Most of the hits we took were around clarity and connection. We’ll focus on clarity and talk about the connection challenges another time.

Not having an office made us more keenly aware that our communication strategy was flawed. From our early days as a small team we had picked up some bad habits.

Let me be clear; these aren’t only an issue for co-located teams. It can just as easily happen with distributed teams that have conversations in one on one chats, private Slack channels, or limited Zoom calls. They were merely amplified for our team making the transition from co-located to distributed.

  1. Too many conversations behind closed doors or with too few people without a culture or system for distributing information to the larger team.
  2. Decisions, processes, and strategy was not written down, but lived in the heads of a few people.
  3. Institutional knowledge distributed from person to person on an as needed or as requested basis instead of formally documented.

These bad habits come with bad consequences.

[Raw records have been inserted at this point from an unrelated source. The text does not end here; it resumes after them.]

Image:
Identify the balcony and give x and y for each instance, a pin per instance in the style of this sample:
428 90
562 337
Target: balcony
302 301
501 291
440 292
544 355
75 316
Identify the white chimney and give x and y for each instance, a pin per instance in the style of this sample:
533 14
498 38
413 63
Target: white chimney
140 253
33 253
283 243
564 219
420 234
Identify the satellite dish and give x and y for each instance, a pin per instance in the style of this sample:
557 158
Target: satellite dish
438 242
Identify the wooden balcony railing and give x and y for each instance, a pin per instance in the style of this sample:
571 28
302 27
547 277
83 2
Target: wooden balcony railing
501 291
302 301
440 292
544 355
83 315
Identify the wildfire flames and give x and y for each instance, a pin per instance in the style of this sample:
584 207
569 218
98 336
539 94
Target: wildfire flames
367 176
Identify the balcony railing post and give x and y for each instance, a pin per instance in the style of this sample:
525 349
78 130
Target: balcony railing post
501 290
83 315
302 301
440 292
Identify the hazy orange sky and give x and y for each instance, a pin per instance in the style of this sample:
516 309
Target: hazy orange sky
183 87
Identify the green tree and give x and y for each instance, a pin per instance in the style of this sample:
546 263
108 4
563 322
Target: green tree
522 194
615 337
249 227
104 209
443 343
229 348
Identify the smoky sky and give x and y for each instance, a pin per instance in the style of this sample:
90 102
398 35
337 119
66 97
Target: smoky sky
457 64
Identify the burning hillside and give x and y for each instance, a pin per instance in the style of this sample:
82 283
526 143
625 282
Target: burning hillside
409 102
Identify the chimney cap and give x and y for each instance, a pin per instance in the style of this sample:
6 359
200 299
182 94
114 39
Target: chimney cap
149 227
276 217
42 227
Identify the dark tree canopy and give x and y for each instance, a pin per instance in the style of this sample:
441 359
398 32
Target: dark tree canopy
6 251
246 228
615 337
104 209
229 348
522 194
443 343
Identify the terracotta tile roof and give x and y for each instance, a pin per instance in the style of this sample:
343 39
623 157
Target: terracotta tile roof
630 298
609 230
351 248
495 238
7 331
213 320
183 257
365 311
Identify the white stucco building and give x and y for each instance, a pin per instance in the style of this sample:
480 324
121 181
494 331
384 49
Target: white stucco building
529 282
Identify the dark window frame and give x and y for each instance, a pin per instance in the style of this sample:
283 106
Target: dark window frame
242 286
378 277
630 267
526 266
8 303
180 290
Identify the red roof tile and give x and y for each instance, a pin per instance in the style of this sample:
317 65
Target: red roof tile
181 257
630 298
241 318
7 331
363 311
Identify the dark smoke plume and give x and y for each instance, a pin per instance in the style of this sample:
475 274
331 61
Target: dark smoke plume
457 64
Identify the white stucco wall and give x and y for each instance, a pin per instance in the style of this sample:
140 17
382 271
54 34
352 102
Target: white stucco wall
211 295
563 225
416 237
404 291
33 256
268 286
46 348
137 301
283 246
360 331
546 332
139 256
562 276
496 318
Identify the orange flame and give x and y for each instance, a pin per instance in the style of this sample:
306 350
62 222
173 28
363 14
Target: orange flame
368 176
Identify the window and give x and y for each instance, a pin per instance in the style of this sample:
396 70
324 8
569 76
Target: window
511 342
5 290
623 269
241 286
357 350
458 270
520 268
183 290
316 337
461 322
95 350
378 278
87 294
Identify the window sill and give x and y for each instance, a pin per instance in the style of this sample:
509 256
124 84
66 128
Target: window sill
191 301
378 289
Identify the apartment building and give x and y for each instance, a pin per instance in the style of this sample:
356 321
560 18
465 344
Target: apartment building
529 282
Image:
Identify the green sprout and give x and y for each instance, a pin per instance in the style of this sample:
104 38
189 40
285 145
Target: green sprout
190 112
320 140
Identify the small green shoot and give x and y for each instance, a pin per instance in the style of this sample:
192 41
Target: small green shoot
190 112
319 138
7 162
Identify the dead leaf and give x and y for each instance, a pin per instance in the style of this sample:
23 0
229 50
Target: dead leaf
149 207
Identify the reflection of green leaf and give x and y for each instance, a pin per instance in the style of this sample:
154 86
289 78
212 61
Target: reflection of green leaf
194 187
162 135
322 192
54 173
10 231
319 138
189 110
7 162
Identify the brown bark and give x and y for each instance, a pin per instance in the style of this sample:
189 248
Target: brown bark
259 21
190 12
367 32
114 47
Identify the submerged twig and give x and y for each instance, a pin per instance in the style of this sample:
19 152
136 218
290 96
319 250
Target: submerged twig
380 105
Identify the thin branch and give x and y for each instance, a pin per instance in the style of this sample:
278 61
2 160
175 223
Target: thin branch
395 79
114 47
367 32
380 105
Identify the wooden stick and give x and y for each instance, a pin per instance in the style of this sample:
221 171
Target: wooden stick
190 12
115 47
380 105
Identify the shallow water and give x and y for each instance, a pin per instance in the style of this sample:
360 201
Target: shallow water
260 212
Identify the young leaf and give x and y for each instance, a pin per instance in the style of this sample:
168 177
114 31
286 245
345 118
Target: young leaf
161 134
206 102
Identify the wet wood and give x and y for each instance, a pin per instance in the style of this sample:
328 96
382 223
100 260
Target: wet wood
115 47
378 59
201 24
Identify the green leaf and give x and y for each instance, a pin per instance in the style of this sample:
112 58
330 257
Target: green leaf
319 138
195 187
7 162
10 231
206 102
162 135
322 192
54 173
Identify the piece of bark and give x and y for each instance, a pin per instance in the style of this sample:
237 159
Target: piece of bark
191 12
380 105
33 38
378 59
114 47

  1. When a person leaves your team, so does all the institutional knowledge that lived only in their head.
  2. Onboarding new team members is especially painful and slow. This is especially true when those team members are distributed.
  3. Lack of clarity as decisions or information changes. Some people know the new way, while others remember the old way. Very poor version control.
  4. Cross-department or role knowledge is almost nonexistent. Talk about the right hand not knowing what the left hand is doing.

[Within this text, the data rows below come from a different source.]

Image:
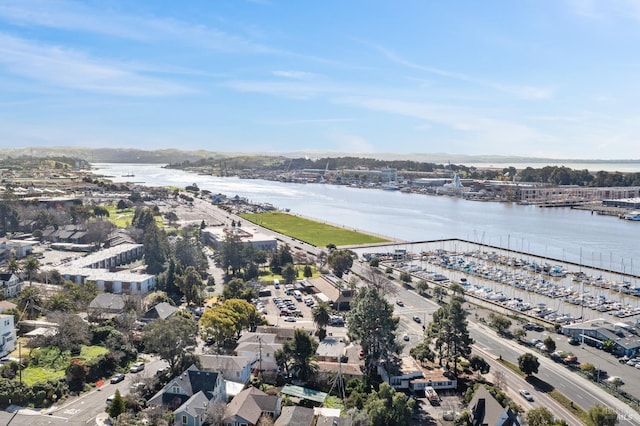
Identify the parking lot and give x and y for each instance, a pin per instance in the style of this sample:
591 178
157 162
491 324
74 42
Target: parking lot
284 310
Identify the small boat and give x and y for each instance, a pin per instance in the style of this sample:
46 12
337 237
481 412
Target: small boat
391 186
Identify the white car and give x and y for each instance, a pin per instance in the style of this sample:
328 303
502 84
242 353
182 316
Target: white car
526 394
137 367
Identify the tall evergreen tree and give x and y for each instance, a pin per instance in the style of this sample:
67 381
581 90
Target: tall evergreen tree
155 249
450 333
371 322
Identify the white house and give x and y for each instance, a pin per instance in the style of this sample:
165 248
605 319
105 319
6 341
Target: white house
414 378
260 348
10 284
233 368
7 335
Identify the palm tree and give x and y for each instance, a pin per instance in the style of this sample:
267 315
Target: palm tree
13 266
321 316
31 267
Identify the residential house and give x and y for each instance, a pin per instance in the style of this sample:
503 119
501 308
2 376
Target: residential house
333 421
597 331
10 284
260 349
486 410
7 335
413 377
295 416
5 305
249 405
106 304
233 368
333 291
162 310
182 388
17 248
330 350
347 370
193 412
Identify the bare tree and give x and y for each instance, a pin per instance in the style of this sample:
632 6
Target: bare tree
500 380
215 412
374 279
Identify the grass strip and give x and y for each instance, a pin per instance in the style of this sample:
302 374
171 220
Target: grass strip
315 233
549 390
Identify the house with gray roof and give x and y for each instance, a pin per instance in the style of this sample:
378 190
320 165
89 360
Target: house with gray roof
162 310
10 284
624 336
107 303
486 410
295 416
233 368
181 388
260 349
330 350
193 412
249 406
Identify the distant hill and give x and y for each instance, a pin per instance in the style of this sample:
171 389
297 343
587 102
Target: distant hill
131 155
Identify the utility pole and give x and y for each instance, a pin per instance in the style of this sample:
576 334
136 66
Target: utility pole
260 352
20 362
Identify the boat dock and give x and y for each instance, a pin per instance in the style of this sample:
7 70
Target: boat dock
550 290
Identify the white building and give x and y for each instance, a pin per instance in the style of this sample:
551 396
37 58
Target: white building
215 236
10 284
7 335
99 268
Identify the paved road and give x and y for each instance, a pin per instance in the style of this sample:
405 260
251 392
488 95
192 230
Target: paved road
81 410
490 346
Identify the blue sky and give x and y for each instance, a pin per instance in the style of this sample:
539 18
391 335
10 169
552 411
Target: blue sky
545 78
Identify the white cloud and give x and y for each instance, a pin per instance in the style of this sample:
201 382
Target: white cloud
296 90
345 142
295 75
501 135
307 121
67 68
75 16
519 91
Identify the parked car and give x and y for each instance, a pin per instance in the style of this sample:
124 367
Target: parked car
117 378
532 326
526 394
137 367
163 371
615 379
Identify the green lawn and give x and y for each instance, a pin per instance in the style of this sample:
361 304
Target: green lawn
123 218
315 233
51 364
268 277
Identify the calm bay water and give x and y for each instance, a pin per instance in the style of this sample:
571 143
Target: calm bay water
565 234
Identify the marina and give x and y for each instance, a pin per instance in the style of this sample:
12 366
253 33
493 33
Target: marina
547 289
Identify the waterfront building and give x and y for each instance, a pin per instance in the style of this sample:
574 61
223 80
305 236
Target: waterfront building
7 335
100 268
214 236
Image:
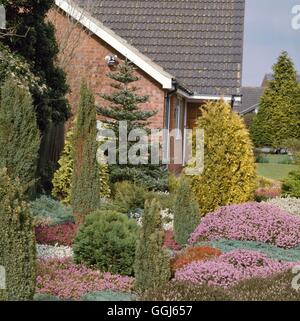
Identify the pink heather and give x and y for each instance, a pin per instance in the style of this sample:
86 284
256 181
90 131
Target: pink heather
251 221
231 268
64 279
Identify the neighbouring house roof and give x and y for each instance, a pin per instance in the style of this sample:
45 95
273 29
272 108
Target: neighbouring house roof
250 100
269 77
198 42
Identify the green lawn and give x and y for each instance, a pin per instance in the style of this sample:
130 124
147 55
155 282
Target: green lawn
275 171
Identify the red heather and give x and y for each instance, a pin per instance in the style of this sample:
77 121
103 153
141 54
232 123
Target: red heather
250 222
231 268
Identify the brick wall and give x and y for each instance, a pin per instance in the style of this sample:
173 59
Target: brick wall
85 61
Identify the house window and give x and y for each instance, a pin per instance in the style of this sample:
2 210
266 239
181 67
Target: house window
179 108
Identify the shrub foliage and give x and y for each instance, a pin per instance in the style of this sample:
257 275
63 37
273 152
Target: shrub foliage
19 134
291 185
63 176
107 240
186 212
152 262
17 241
229 174
278 117
85 188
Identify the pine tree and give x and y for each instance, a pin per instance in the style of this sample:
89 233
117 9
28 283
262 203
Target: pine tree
186 212
19 134
278 117
34 39
229 175
123 105
17 242
85 190
63 176
152 263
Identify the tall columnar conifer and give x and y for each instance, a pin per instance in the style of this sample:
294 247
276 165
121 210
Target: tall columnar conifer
17 242
186 212
278 118
229 175
152 266
63 176
124 105
33 38
19 133
85 190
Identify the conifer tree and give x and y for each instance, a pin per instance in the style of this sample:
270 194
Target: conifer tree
186 212
19 134
33 38
124 105
85 189
278 117
152 266
17 242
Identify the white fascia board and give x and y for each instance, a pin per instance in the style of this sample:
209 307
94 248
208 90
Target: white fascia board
207 97
119 44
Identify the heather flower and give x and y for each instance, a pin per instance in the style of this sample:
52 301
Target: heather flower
231 268
289 204
51 252
250 222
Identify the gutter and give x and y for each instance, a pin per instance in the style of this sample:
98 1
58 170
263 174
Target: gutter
166 138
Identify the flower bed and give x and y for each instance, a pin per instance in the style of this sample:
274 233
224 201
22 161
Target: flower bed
273 252
251 221
289 204
198 253
231 268
62 234
63 279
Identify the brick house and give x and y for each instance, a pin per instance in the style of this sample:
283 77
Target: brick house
186 52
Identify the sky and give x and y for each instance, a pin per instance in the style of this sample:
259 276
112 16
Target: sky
268 31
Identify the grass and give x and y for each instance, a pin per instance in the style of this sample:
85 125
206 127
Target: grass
275 159
275 171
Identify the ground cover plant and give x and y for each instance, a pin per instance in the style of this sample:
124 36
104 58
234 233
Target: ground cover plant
63 279
231 268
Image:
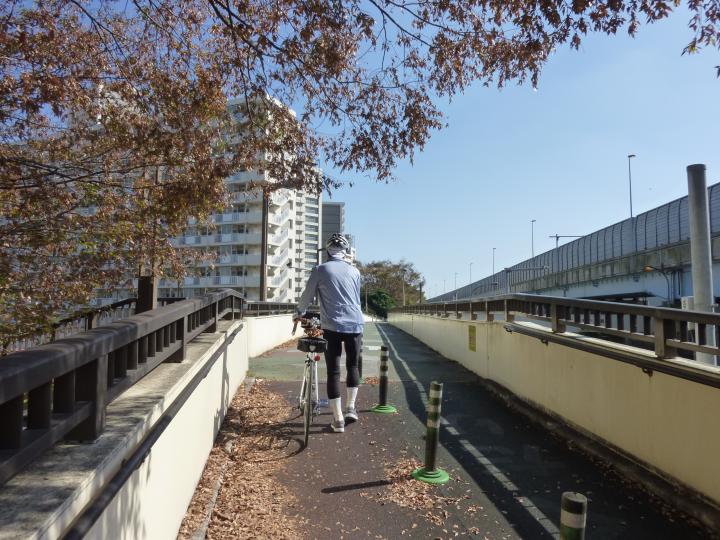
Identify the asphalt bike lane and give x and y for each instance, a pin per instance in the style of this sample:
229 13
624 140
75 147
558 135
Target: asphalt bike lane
507 474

It has taken us a while to address these bad habits, and, honestly, we’re still dealing with them. However, we’re much better today than we were, and it began by being introspective about our communication.

Goals of Communication

To get started, let’s talk about why we communicate with our team. This may seem like a silly question, but it’s the most important. If we don’t know what our goals are, how do we know if we’ve communicated successfully?

Let’s brainstorm some of the reasons that we communicate with our employees:

  • To clarify the work that needs to be done.
  • To help employees understand how their performance is being measured. How do we expect our people to do a good job if they don’t know what a good job means?
  • To build relationships.

Knowing why we communicate is an important first step in improving our communication.

Before you move on to the next section, take a minute to brainstorm why you communicate with different people in your organization. Why do you communicate with your direct reports? Why do you communicate with your boss? Why do you communicate with stakeholders?

Communication Frequency

It’s easy for managers to question how frequently they connect with their direct reports. Do you communicate too often and risk being labelled a micromanager? Or do you err on the side of less communication and risk team members losing clarity? Is there a happy medium between those two extremes? In this instance, I don’t think that we should try to find a middle ground. The right information cannot be over communicated. If you’re giving your direct reports meaningful, useful, and genuinely helpful information and feedback, you cannot communicate enough.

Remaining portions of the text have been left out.